Sentada en el regazo de mi abuela, miré nuestro reflejo mientras me peinaba. Mechón a mechón, trenza a trenza. Y pensé en Rosalinda, como la había visto ese día, joven y triste, con su cabello aún muy corto, las mejillas pálidas pero sonriendo. Consciente de ese poder secreto de aprender de nuestra propia historia. No lo pensé de manera tan compleja por supuesto, pero si recordé su dedos apretando la trenza. Ese símbolo del eterno renacimiento, de la creación a partir de la belleza.

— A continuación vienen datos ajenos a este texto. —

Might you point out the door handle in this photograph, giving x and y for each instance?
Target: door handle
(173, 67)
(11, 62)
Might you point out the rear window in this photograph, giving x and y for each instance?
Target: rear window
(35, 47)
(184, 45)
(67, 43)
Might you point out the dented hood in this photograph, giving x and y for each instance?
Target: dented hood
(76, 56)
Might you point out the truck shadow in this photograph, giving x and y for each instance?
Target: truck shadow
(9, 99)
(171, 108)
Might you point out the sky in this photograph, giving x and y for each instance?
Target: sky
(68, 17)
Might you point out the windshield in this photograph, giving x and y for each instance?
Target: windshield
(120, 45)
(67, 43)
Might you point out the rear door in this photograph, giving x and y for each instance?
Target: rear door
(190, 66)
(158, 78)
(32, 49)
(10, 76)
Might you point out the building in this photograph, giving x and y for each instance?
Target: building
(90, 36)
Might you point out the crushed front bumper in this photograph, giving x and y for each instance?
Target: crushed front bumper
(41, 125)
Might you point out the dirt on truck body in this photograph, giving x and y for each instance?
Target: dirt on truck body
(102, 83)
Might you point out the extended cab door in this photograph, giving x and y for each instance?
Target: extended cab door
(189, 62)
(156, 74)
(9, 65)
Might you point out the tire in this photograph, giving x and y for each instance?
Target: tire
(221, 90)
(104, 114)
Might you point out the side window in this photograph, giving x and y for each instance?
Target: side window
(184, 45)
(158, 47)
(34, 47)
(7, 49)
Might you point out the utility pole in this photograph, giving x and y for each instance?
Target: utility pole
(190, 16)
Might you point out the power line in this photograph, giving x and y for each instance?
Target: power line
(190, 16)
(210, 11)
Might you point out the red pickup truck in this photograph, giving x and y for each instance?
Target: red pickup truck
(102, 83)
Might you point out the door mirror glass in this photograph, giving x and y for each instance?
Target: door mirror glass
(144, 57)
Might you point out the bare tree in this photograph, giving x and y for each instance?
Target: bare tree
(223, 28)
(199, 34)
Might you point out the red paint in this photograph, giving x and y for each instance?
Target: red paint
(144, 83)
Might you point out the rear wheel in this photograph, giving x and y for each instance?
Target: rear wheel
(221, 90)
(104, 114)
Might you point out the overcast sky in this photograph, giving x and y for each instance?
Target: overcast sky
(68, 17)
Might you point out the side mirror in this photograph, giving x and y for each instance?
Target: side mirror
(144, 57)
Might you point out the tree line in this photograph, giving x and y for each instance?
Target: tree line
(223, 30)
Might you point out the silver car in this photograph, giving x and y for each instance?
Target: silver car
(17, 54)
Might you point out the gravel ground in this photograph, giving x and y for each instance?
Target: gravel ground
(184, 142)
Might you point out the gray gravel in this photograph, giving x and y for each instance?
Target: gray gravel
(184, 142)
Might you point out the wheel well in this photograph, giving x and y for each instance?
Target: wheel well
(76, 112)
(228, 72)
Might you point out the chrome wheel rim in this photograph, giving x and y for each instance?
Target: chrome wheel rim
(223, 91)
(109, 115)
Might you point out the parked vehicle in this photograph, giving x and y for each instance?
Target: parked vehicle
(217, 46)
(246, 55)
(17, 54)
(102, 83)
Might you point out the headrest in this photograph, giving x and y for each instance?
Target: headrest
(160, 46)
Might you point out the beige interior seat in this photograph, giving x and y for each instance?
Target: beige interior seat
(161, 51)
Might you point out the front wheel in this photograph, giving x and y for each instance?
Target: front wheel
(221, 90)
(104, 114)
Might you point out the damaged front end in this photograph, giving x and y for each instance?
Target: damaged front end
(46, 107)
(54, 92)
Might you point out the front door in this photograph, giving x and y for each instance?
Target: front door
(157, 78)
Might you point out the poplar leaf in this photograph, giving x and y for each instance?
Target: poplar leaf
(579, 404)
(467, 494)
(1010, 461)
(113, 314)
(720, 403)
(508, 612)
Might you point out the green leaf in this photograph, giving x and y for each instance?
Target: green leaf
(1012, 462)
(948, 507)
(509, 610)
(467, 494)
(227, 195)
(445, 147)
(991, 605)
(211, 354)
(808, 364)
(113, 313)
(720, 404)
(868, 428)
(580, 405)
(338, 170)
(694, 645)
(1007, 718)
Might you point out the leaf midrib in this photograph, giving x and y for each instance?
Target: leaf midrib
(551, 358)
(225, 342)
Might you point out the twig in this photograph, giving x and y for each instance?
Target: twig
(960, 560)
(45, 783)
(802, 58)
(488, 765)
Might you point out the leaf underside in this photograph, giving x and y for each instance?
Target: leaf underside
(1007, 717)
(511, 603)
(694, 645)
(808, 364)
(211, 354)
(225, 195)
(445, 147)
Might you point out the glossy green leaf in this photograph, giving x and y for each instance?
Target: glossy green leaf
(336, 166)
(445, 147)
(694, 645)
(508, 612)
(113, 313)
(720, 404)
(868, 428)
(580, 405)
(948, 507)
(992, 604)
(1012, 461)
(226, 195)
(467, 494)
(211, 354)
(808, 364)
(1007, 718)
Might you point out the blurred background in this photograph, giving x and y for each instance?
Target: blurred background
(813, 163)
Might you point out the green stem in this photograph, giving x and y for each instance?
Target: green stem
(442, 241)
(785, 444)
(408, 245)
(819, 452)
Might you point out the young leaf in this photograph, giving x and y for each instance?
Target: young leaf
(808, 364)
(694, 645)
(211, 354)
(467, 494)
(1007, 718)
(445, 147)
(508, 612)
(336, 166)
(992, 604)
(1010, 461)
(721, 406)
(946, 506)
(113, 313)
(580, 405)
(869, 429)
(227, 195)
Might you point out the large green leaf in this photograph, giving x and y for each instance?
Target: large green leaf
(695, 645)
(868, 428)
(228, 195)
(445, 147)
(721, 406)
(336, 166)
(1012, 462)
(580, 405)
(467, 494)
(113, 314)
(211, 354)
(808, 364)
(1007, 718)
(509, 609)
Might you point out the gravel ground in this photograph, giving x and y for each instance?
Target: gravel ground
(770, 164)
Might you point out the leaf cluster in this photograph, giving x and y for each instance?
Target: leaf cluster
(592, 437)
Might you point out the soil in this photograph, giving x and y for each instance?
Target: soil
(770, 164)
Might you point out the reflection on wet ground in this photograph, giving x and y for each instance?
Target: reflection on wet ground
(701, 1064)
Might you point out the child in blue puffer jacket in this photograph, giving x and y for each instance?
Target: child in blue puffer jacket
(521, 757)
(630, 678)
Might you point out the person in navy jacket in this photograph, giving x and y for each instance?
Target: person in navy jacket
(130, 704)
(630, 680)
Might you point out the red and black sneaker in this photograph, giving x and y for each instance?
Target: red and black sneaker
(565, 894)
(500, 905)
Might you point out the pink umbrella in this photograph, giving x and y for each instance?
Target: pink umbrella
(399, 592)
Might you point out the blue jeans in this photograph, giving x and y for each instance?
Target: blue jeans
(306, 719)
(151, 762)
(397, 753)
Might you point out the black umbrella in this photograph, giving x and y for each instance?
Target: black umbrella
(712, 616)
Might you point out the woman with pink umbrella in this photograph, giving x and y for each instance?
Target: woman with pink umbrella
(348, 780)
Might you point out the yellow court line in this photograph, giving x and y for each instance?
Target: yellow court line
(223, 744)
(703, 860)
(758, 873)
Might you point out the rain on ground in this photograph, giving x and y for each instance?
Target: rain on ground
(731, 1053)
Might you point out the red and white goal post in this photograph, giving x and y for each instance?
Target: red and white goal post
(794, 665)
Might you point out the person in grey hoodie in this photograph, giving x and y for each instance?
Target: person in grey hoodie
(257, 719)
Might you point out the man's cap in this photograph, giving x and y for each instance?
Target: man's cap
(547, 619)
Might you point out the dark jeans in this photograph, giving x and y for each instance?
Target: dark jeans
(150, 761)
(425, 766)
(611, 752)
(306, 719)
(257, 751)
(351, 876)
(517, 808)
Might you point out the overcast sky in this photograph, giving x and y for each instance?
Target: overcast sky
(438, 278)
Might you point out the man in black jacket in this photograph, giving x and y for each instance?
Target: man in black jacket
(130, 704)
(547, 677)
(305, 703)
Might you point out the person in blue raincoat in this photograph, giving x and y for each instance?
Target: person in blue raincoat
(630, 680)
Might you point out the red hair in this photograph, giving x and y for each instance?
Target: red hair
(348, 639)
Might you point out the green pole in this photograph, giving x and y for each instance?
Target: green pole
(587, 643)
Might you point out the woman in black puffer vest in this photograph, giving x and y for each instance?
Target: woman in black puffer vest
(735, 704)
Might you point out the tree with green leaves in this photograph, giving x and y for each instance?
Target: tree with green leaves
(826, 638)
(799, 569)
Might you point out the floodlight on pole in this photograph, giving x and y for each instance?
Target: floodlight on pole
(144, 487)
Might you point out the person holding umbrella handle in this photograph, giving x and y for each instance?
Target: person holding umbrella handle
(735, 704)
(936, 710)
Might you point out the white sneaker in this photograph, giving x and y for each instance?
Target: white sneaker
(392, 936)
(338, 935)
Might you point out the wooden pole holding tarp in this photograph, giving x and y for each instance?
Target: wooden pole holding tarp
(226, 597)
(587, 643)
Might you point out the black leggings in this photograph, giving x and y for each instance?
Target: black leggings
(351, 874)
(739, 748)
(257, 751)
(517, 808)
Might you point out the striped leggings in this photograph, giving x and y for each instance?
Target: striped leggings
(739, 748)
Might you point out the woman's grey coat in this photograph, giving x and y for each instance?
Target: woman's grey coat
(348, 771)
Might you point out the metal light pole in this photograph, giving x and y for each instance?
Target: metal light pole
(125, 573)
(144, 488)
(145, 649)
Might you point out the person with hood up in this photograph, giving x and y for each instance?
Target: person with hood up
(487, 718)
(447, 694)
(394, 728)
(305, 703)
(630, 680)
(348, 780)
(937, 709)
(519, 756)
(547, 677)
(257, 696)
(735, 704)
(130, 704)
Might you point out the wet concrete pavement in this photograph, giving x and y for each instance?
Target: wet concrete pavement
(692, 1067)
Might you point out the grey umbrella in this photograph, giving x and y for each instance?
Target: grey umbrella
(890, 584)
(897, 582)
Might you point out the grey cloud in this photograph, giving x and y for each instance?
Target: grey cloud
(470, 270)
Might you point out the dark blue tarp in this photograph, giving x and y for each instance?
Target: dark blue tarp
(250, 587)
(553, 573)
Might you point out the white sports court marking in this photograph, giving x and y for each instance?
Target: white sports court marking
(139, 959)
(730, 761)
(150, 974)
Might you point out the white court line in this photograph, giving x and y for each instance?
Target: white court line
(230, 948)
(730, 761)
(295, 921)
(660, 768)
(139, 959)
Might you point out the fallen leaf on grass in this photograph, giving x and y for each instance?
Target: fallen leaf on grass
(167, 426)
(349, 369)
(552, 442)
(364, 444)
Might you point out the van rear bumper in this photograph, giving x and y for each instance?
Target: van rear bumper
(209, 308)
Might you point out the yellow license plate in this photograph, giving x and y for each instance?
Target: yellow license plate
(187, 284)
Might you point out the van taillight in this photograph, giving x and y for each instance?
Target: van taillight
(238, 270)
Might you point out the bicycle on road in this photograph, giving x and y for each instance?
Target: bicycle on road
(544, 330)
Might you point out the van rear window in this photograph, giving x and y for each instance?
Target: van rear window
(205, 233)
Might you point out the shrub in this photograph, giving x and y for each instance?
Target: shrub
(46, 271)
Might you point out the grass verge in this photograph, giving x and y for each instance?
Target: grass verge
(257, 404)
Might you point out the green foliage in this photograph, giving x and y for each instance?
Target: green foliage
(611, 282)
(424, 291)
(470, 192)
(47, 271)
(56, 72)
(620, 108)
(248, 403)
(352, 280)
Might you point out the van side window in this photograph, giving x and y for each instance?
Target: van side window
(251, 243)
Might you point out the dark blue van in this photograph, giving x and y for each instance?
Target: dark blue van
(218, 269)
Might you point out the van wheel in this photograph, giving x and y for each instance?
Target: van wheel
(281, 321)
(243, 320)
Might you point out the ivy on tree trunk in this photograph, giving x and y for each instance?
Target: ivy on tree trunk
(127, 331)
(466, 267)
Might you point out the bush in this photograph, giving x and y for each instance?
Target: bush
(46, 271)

- ¿Estará bien? - le pregunté a mi abuela. La escuché suspirar.
- Todos sobrevivimos a nuestras propias batallas - me dijo entonces - y nuestros pequeños tesoros son todo lo que logramos aprender y crear. Ese aprendizaje que obtenemos poco a poco. La experiencia y el poder de soñar.

Para una bruja, el cabello es una medida del tiempo. Una sonrisa que se recuerda, una lágrima que se enjuaga. Es el poder de todo lo que aprendemos, de todas nuestras lecciones, el trayecto en nuestro camino personal. Un símbolo de lo bello y lo divino, de lo poderoso y lo esencial. De cada fragmento de tiempo que deseamos atesorar.

Sonrío al recordarlo, como la niña que fui y la mujer en que me convertí. Acaricio mi cabello trenzado sobre el hombro y pienso en el poder de soñar, ese que aún conservo y que espero siempre poder alcanzar. Una mirada hacia el futuro y hacia mi propia capacidad para crear.